Theory
Ending the lake-vs-warehouse split
For a decade teams ran two systems: a cheap, open data lake (Parquet on S3) for data science, and an expensive, reliable data warehouse for BI — copying data between them and arguing over which was the truth. Databricks' Lakehouse thesis: add warehouse guarantees directly on top of the open lake files, so one copy of the data serves both.
- Open storage — Your data stays as Parquet files in your object storage (S3/ADLS/GCS). You are not locked into a proprietary store; other engines can read the same files.

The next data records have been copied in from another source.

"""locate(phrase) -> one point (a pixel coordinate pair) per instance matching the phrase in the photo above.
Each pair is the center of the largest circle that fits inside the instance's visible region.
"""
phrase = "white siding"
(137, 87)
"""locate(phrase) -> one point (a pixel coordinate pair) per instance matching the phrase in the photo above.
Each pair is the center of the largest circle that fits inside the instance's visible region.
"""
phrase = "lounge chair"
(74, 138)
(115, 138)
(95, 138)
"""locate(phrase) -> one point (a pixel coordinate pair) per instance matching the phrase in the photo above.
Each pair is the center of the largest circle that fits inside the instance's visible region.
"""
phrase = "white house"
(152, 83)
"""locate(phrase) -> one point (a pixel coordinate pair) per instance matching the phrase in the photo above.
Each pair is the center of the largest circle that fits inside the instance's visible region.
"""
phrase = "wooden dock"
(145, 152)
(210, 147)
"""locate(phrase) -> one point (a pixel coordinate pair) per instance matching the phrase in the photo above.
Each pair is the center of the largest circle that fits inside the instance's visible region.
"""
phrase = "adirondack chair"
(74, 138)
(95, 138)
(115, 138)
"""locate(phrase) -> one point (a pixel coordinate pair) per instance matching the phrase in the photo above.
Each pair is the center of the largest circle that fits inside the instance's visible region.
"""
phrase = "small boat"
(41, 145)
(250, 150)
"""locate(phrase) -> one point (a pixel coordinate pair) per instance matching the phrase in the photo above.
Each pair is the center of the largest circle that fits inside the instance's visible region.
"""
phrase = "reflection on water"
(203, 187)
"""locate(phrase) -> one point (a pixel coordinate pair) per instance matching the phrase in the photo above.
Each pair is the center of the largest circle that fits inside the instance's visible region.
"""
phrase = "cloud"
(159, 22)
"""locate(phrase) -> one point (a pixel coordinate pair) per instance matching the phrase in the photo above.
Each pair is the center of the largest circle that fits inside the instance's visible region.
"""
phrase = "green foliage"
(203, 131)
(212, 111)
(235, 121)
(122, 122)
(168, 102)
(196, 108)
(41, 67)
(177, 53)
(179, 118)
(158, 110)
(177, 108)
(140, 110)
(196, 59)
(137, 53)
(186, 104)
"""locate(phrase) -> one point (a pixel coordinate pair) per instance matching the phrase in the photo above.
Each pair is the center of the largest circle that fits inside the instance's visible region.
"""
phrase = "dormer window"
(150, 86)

- Delta Lake — The layer that makes those files trustworthy: a transaction log (
_delta_log) over the Parquet gives you ACID transactions, schema enforcement, and time travel — the things a raw lake never had. (Covered in depth next lesson.) - Unified compute — The same platform runs Spark for data-engineering and ML, and fast SQL (via SQL Warehouses + the Photon engine) for BI. One governance model, one copy of data, both audiences.
Use Case Example: A bank kept a Parquet lake for its ML team and a separate warehouse for finance dashboards — two pipelines, two copies, constant drift. On the Lakehouse, the curated tables live once as Delta tables in the lake; data scientists hit them with Spark/Python and analysts hit the same tables with SQL — no copy, no drift, one set of permissions.